Uber CEO Dara Khosrowshahi cast a longer shadow of doubt on the company’s long-anticipated IPO, noting it may not happen this year despite his previous declarations it was teeing up the public debut for the second half of this year.

A market selloff and fears of a recession looming in the background have spooked investors and may have done the same for Khosrowshahi and crew.

Earlier this week, two reports suggested Uber’s reported valuation of $120 billion may be too optimistic and that, based on information the company shared confidentially with creditors, that its valuation is closer to $70 billion up to $90 billion.

“The good news is that we’ve got a strong balance sheet, so we don’t need to go public this year,” he told the Wall Street Journal in an interview.

He added that an Uber IPO is “a desire” but noted “if it doesn’t happen, it doesn’t happen. I’d be disappointed, and I think our shareholders would be disappointed, but the company would be just fine.”

Uber in December filed IPO paperwork confidentially with the Securities and Exchange Commission, a move which allows it to learn of potential SEC issues and address them before making its IPO filing public.

Matt Kennedy, a senior IPO market strategist at institutional research firm Renaissance Capital, said in an earlier interview with the San Francisco Business Times that strong performing companies do not need to obsess over timing the market for an IPO.

“Uber has decided to become public this year, likely the first or second quarter, and I think they would be wise to move forward with those plans,” Kennedy said. “Maybe delay by a few weeks if the market is actively crashing.”
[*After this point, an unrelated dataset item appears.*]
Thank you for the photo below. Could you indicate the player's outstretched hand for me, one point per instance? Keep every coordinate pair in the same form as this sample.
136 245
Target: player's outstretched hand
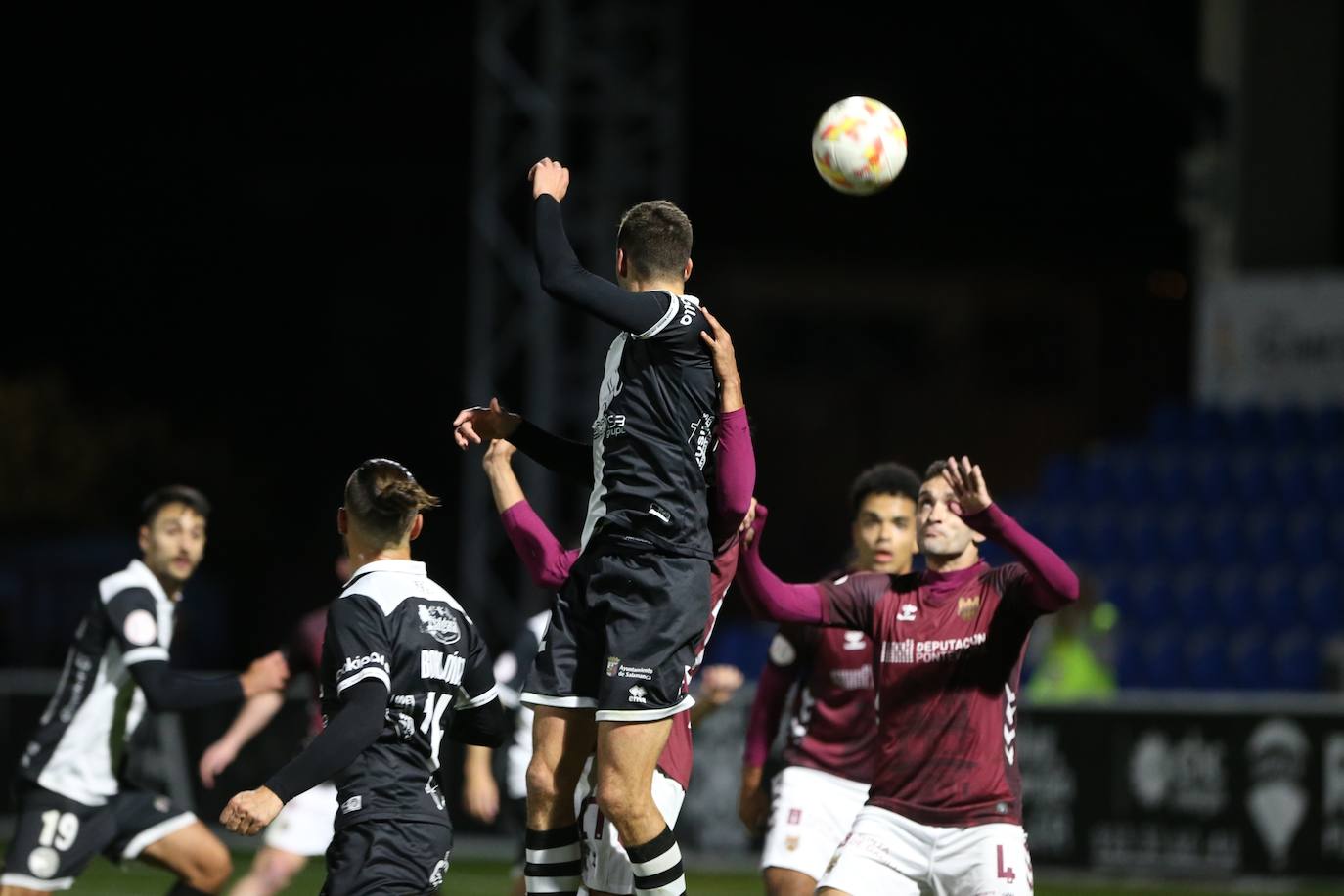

Another incentive to go public by the end of this year may be Uber’s agreement with the SoftBank Group, which gave the investor a 15 percent stake in the ride-hailing transportation company. Under the agreement, Uber is required to allow investors who invested at least $100 million into the company, or who held shares for a minimum of five years, to sell their Uber holdings on the secondary market if the company does not do an IPO this year.